Your front door is the exclamation point of your home's decorative statement. A properly stained door adds visual elegance to wood, fiberglass, steel or composite materials that painted finishes cannot match. Whether you're an experienced painter or a novice "do-it-yourselfer," gel stains are the easiest way to create a professional-looking finish.
Unlike traditional wood stains, gel stains are thick-bodied solutions that will not run when applied to a vertical surface -- eliminating the need to take the door off its hinges for staining. Gel stains don't penetrate into surfaces like an oil stain. Instead, they form a surface film much like a paint. In fact, these coatings look and act like a tinted, semi-transparent glaze. Gel stains can be applied to doors using a paint pad or foam mini-roller, or rubbed onto the surface with a clean, lint-free cloth.
Staining a Wood Door
Several species of wood -- including maple, pine, juniper and cherry -- are prone to "blotching" when a liquid stain is applied. In other words, the pigmentation from the liquid stain appears deeper in some parts of the door than others. Gel stains eliminate this problem by applying a uniform color over the top of the wood, without concealing the wood's natural grain patterns.

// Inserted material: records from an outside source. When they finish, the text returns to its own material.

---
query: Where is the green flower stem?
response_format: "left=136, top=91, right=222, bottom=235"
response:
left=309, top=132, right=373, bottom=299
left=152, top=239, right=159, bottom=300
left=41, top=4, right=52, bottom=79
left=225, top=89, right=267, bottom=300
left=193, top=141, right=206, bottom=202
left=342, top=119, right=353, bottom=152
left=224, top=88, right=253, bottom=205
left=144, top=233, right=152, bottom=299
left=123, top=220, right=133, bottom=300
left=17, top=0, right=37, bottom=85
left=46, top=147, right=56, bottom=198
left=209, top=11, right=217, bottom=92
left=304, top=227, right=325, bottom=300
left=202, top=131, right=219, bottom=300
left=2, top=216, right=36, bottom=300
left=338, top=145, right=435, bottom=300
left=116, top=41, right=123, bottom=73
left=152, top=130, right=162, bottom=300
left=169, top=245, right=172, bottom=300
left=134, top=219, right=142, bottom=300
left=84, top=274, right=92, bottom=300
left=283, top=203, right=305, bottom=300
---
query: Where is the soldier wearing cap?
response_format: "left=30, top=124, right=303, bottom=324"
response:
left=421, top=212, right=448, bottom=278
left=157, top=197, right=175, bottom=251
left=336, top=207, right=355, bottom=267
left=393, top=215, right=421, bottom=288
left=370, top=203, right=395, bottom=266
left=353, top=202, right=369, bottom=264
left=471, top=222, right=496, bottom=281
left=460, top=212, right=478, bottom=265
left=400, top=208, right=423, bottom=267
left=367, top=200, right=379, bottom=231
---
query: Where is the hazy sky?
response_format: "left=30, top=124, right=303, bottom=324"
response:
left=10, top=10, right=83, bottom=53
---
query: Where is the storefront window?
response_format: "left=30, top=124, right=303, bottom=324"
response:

Staining an Embossed Fiberglass Door
Gel stains flow into all the nooks and crannies of the embossed wood texture common to many fiberglass doors. It applies color evenly, yet it enhances the illusion of real wood as it emphasizes the door's simulated wood grain. It may be necessary to hand-rub the gel into the corners of any molded panels.
Staining a Steel Door
You can use gel stains to create a real-looking faux wood-grain pattern on an unembossed steel door. First, apply a gel-stain base coat and allow it to dry thoroughly. Then follow up by applying a darker color of gel stain with a graining tool. If you've never used a graining tool before, practice on several pieces of poster board until you learn to create the effect you want.